Generative AI is based on theft

This sentiment is based on the training sets used for these learning models, and also on a liberal interpretation of copyright fair use. Content creators are beginning to create content under new licenses that specifically exclude use in training-sets. To my knowledge, these licenses have yet to be tested in court.

That said, this complaint about theft is the biggest threat to the AI gold rush. People don't like thieves, and if AI gets a consensus definition of thievery, trust will drop. Companies following an AI at all costs playbook to try and not get left behind will have to pay close attention to user perceptions of thievery. Companies with vast troves of user-generated data that already have a reputation for remixing, such as Facebook and Google, will have an easier time of this because users already expect such behavior from them (even if they disapprove of it). Companies that have high trust for being safe guardians of user created data will have a much harder time unless they're clear from the outset about the role of user created data in training models.

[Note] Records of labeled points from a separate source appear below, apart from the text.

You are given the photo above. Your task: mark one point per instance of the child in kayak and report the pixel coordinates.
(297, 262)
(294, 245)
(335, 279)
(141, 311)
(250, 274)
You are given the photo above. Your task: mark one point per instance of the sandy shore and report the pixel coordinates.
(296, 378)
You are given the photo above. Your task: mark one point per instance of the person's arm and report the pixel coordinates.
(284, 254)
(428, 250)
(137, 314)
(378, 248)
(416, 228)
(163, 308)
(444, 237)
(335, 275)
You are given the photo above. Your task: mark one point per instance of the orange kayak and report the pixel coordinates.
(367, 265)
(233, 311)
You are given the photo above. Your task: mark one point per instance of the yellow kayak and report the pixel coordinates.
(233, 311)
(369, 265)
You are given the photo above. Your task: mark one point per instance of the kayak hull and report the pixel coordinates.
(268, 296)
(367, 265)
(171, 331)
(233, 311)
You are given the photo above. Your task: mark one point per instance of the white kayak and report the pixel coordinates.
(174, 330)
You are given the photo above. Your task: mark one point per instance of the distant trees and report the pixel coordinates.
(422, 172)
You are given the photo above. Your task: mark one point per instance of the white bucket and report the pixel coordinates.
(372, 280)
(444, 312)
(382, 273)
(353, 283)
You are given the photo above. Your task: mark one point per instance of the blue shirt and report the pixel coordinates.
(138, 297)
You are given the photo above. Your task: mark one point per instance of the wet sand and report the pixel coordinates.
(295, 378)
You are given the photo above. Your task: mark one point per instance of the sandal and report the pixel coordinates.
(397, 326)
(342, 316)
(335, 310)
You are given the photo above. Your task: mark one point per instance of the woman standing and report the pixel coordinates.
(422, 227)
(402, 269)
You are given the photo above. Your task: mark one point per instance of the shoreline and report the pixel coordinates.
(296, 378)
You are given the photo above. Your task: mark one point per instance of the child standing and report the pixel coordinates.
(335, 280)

The perception of thievery is the thing most likely to halt the fad-period of AI, not being a bullshit generator.

Any company that ships AI features is losing my business

The fad phase of AI means just about everyone will be doing it, so you're going to have some hard choices to make. The people who can stick to this are the kind of people that are already self-hosting a bunch of things, and are fine with adding a few more. For the rest of us we have harm reduction techniques like using zero-knowledge encryption for whatever service we use for file-sync and email. That said, even the hold-out companies may reach for AI if it looks to have real legs in the marketplace.

Yeah. Like it or not, AI development is going to dominate the next few years of big-tech innovation.

I wrote this because I keep having this conversation with people, and this makes a handy place to point folk at.